One of the problems with open access to these government DBs is that it gives out a lot of information that spammers and scammers use.
Eg if you create a business then that email address/phone number is going to get phished and spammed to hell and back again. It's all because the government makes that info freely accessible online. You could be a one man self-employed business and the moment you register you get inundated with spam.
I want information to be free.
I don't think all information should be easily accessible.
Some information should be in libraries, held for the public to access, but have that access recorded.
If a group of people (citizens of a country) have data stored, they ought to be able to access it, but others maybe should pay a fee.
There is data in "public records" that should be very hard to access, such as evidence of a court case involving the abuse of minors that really shouldn't be public, but we also need to ensure that secrets are not kept to protect wrongdoing by those in government or in power.
Spoken like someone who's never spent thousands of dollars and literal years struggling to get online records corrected to reflect an expungement. Fuck anything that makes that process even more difficult which AI companies certainly will.
Yes. This should be held by the London Archives in theory with the rest of the paper records of that sort.
They have ability to seal documents until set dates and deal with digital archival and retrieval.
I suspect some of this is it's a complete shit show and they want to bury it quickly or avoid having to pay up for an expensive vendor migration.
I think the right balance is to air gap a database and allow access to the public by your standard: show up somewhere with a USB.
I think it's right to prevent random drive by scraping by bots/AI/scammers. But it shouldnt inhibit consumers who want to use it to do their civic duties.

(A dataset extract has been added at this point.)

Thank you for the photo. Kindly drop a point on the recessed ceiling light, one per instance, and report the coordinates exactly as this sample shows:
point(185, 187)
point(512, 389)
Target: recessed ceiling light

The idea that an individual can look up and case they want is the same thing as a bot being able to scrape and archive an entire dataset forever is just silly.
One individual could spend their entire life going through one by one recording cases and never get through the whole dataset. A bot farm could sift through it in an hour. They are not the same thing.
>and the AI companies should be free to scrape to their hearts desire...
Why? They generate massive traffic, why should they get access for free?
> Nothing that goes through the courts should be sealed forever.
What about family law?
[dead]
This is a good use case for a blockchain. AI companies can run their own nodes so they're not bashing infra that they don't pay for. Concerned citizens can run their own nodes so they know that the government isn't involved in any 1984-type shenanigans. In the sealed-for-X-years case, the government can publish a hash of the blocks that they intend to publish in X years so that when the time comes, people can prove that nobody tampered with the data in the interim.
The government can decide to stop paying for the infra, but the only way to delete something that was once public record should be for all interested parties to also stop their nodes.
Open to research yes.
Free to ingest and make someones crimes a permanent part of AI datasets resulting in forever-convictions? No thanks.
AI firms have shown themselves to be playing fast and loose with copyrighted works, a teenager shouldn't have their permanent AI profile become "shoplifter" because they did a crime at 15 yo that would otherwise have been expunged after a few years.